In Jennings v. D.F. Crane Constr. Corp., 2009 U.S. Dist. LEXIS 41794 (W.D. Ky. Apr. 10, 2009), Mr. Jennings was participating in the company’s health plan. Mr. Jennings took a leave of absence, and while he was on leave the company terminated his employment. The dispute boiled down to when Jennings lost his coverage under the company’s health plan (i.e., when the COBRA qualifying event occurred). The company argued that the qualifying event occurred when Mr. Jennings’leave began. Mr. Jennings argued that the qualifying event did not occur until the company told him he was no longer needed. The court sided with Mr. Jennings, and as a result Crane Construction was responsible for providing medical coverage for Mr. Jennings for the period in dispute.

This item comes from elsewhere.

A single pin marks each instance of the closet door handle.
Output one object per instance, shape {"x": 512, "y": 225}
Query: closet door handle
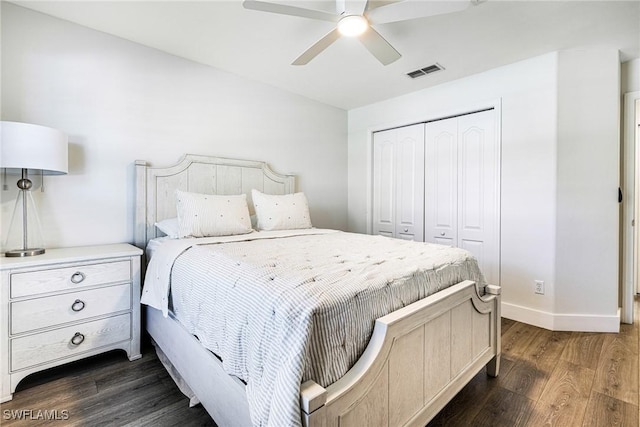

The problem with the Jennings case and many others like it is that the litigation could have been avoided. In the Jennings case, the dispute probably would have been avoided if the group health plan had included rules for non-FMLA leaves of absence. For non-FMLA leave, it is generally up to the employer to decide, when designing its group health plan, when a leave of absence will trigger loss of coverage and related COBRA rights. If the employer wants the leave of absence to trigger loss of coverage immediately, the employer can see to it that the appropriate language is included in the plan documents and summary plan description. Note, however, that if the plan is an insured plan the employer will have to work with its insurance company to address the leave of absence issues.
In summary, clear leave of absence policies are essential to the proper administration of group health plans and COBRA rights. Without clear leave of absence policies, it will be difficult in many cases to determine when an employee has lost coverage under his or her employer’s group health plan. That, in turn, will make COBRA disputes and COBRA noncompliance more likely.